La carrera política del nuevo primer ministro ha estado salpicada, no obstante, de continuos volantazos —tachados de oportunistas por sus rivales—, y de alianzas coyunturales con partidos de colonos, ultraderechistas o sionistas religiosos. Sin embargo, tanto el religioso Bennett como su brazo derecho y nueva ministra de Interior, la laica Ayelet Shaked, tratan de huir del extremismo y mostrar una gestión eficaz.
Presidir ahora un Gabinete junto con centristas reformistas, laboristas, pacifistas y hasta con islamistas se presenta como un salto mortal, de impredecible duración, en su carrera política. Todos estarán ideológicamente a su izquierda en la mesa del Consejo de Ministros.

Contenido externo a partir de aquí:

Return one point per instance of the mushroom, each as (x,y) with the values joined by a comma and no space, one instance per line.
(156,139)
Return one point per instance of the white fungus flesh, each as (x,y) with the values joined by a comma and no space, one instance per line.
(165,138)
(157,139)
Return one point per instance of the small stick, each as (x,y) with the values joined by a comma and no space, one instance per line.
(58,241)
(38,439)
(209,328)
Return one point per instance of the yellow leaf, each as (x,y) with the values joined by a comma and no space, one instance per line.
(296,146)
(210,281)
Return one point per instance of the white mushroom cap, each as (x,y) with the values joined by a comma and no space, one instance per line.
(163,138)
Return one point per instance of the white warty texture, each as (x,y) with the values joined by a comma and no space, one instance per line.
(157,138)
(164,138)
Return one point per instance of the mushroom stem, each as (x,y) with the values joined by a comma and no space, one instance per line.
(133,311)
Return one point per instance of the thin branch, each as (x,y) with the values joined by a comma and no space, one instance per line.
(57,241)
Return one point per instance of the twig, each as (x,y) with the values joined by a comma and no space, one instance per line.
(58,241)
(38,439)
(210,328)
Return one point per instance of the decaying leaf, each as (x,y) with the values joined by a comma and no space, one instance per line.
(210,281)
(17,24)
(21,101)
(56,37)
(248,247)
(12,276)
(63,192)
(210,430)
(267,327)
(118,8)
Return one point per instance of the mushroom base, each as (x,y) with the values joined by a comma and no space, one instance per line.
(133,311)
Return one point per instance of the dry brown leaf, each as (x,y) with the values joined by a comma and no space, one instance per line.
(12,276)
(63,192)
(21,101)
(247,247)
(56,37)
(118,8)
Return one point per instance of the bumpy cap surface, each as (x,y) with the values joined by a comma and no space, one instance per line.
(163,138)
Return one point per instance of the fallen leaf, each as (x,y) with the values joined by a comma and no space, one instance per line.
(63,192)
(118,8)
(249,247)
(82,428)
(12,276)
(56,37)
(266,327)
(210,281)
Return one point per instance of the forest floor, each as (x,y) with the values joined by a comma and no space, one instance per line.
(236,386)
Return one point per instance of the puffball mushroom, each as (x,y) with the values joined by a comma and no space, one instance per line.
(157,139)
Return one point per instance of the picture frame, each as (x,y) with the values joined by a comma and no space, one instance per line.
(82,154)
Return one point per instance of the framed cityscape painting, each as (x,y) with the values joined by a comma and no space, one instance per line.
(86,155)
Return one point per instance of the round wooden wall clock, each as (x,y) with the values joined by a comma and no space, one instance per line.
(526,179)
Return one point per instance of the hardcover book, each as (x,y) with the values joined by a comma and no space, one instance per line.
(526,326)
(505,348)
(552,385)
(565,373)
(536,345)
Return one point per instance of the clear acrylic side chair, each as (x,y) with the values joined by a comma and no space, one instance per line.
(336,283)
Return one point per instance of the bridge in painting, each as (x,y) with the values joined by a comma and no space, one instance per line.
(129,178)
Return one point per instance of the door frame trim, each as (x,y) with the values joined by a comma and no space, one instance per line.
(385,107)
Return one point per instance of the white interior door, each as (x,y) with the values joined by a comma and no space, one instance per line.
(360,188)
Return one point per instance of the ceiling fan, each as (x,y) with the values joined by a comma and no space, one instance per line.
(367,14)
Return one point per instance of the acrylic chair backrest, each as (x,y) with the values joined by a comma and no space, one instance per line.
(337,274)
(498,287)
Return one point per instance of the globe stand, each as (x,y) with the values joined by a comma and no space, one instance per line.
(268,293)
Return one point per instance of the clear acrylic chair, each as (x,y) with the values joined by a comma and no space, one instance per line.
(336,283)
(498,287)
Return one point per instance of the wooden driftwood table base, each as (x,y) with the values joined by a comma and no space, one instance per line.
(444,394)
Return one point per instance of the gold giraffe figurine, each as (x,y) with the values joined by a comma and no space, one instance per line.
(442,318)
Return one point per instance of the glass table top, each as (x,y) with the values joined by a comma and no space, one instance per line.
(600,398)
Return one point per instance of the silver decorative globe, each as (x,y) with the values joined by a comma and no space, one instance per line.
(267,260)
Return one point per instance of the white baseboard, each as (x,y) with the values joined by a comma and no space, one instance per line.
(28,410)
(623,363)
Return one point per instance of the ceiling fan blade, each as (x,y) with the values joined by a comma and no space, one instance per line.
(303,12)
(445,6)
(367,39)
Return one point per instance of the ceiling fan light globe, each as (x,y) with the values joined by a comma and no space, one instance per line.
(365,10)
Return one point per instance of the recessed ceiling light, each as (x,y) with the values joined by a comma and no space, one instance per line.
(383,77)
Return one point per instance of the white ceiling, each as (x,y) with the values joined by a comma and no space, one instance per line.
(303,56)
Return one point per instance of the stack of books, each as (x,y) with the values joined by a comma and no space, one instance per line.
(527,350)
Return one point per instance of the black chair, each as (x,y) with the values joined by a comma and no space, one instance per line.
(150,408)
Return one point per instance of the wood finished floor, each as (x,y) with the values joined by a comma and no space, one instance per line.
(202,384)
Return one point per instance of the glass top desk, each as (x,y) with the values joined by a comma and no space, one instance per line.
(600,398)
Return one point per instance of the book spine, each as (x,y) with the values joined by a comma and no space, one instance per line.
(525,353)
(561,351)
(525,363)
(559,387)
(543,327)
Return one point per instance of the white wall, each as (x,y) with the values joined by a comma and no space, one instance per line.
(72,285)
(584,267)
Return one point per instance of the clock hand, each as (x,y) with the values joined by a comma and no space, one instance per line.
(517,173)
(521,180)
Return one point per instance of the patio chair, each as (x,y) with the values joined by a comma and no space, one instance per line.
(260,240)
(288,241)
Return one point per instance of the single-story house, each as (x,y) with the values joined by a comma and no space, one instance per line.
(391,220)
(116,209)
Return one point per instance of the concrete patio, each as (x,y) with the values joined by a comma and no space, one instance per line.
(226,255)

Nacido en Haifa (al norte del Estado hebreo) en el seno de una familia judía emigrada de Estados Unidos, Bennett simboliza las contradicciones del Israel contemporáneo como judío ortodoxo de rito moderno que se muestra al mismo tiempo tolerante frente a la diversidad sexual. Desde que irrumpió en la Kneset, Bennet ha sido casi siempre un aliado menor en el bloque conservador de Netanyahu, quien en ocasiones intentó fagocitar a sus votantes. Incluso logró dejarle fuera de la Cámara legislativa en las legislativas de abril de 2019 hasta que logró recuperar su escaño y los de su partido en los comicios de septiembre del mismo año.
Su veto a la convocatoria de unas quintas elecciones desde 2019, estrategia que favorecía Netanyahu para mantenerse a salvo de su juicio por corrupción, ha sido clave para aceptar la oferta del anterior bloque opositor para encabezar un Ejecutivo de amplia coalición. El centrista laico Lapid, que le relevará al timón del poder dentro de dos años, con derecho de veto según los pactos suscritos entre ocho partidos, es el verdadero padre del “Gobierno del cambio” que ha apeado a Netanyahu tras 12 años de mandatos.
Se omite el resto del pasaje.